(Dr. Ben Zinn, advisor)
"Fast and Slow Active Control of Combustion Instabilities in Liquid-Fueled Combustors"
This thesis describes an experimental investigation of novel active control approaches that are employed to suppress combustion instabilities in liquid-fueled combustors. The objectives of this research are to break up the feedback between the combustion process heat release oscillations and the combustor pressure oscillations that drives the instability, and to develop an understanding of the manner in which the active control damps combustion instabilities. To attain these goals, this research investigates two different active control approaches: “fast” and “slow” active control approaches.

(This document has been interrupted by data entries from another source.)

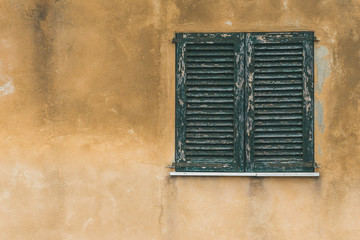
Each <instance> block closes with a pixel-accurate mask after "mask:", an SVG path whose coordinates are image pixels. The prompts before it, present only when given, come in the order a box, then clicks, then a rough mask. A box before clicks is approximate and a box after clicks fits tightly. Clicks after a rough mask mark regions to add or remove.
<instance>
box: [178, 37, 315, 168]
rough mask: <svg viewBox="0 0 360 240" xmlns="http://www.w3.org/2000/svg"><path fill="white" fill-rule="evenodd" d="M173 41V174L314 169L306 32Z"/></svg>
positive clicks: (307, 57)
mask: <svg viewBox="0 0 360 240" xmlns="http://www.w3.org/2000/svg"><path fill="white" fill-rule="evenodd" d="M174 42H175V43H176V156H175V170H176V171H216V172H219V171H221V172H224V171H227V172H312V171H314V131H313V128H314V124H313V115H314V107H313V106H314V105H313V102H314V98H313V85H314V83H313V82H314V80H313V75H314V73H313V55H314V54H313V42H314V33H313V32H281V33H177V34H176V36H175V39H174Z"/></svg>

A “fast” active controller requires continuous modulation of the fuel injection rate at the frequency of the instability with proper phase and gain. Use of developed optical tools reveals that the “fast” active control system dramatically modifies the characteristics of the combustion process to suppress the instabilities. Specifically, it changes the nearly flat distribution of the phase between pressure and heat release oscillations to obtain a gradually varying phase distribution, thus dividing the combustion zone into regions that alternately damp and drive combustor oscillations. The effects of these driving/damping regions tend to counter one another, which result in significant damping of the unstable oscillations.

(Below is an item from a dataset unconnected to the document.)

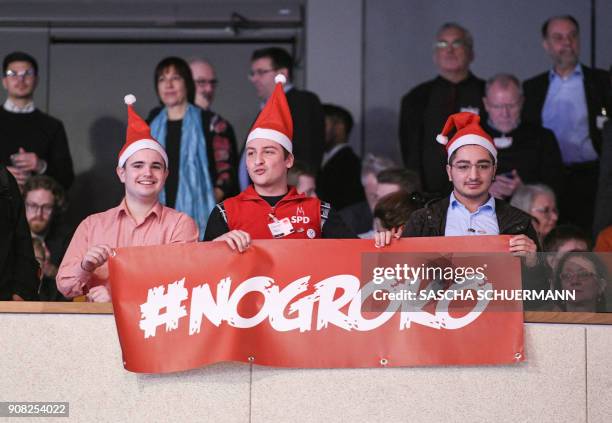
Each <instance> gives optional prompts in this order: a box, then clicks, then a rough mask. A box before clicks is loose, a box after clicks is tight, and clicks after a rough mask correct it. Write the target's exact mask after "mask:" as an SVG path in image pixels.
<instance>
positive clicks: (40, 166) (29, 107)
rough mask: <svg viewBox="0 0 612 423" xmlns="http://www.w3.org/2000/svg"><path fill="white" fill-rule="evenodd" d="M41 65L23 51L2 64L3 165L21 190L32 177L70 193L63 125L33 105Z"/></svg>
mask: <svg viewBox="0 0 612 423" xmlns="http://www.w3.org/2000/svg"><path fill="white" fill-rule="evenodd" d="M38 78H39V75H38V63H37V62H36V59H35V58H34V57H32V56H30V55H29V54H27V53H24V52H22V51H14V52H12V53H10V54H8V55H7V56H6V57H5V58H4V61H3V62H2V85H3V87H4V89H5V90H6V101H5V102H4V104H3V105H2V106H1V107H0V127H1V128H2V131H1V132H0V163H2V164H3V165H5V166H7V169H8V171H9V172H11V174H12V175H13V176H14V177H15V179H16V180H17V183H18V184H19V186H20V187H23V184H25V181H26V180H27V179H28V177H29V176H30V175H43V174H44V175H48V176H51V177H53V178H54V179H55V180H56V181H58V182H59V183H60V184H62V186H63V187H64V188H65V189H68V188H69V187H70V185H71V184H72V181H73V179H74V171H73V169H72V157H71V155H70V149H69V148H68V139H67V137H66V131H65V129H64V124H63V123H62V122H61V121H60V120H59V119H56V118H54V117H53V116H51V115H48V114H46V113H44V112H42V111H41V110H39V109H38V108H37V107H36V106H35V104H34V91H35V90H36V86H37V84H38Z"/></svg>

In contrast to the “fast” active controllers, a “slow” active controller operates at a rate commensurate with that at which operating conditions change during combustor operation. Consequently, “slow” controllers need infrequent activation in response to changes in engine operating conditions in order to assure stable operation at all times. Using two types of fuel injectors that can produce large controllable variation of fuel spray properties, this study examines the feasibility of using such a control approach to suppress combustion instabilities. It is shown that by changing the spray characteristics it is possible to significantly damp combustion instabilities. Similar to the aforementioned result of the “fast” active control study, “slow” modification of the fuel spray properties also modifies the nearly flat phase distribution during unstable operation to a gradually varying phase distribution, resulting in combustor “stabilization”. Furthermore, deconvolutions of CH*-chemiluminescence images reveals the presence of vortex-flame interaction during unstable operations.
It is shown that the “fast” and “slow” active control approaches suppress combustion instabilities in a different manner. While the former achieves it by “out-of-face” pulsed fuel injections (i.e., the fuel injection rate is also “oscillatory”), the latter does it by controlled modification of the fuel spray properties that tends to decouple the pressure and combustion process heat release oscillations. These studies show, however, that both control approaches successfully suppress combustion instabilities by modifying the temporal and spatial behavior of the combustion process heat release that is responsible for driving the instability.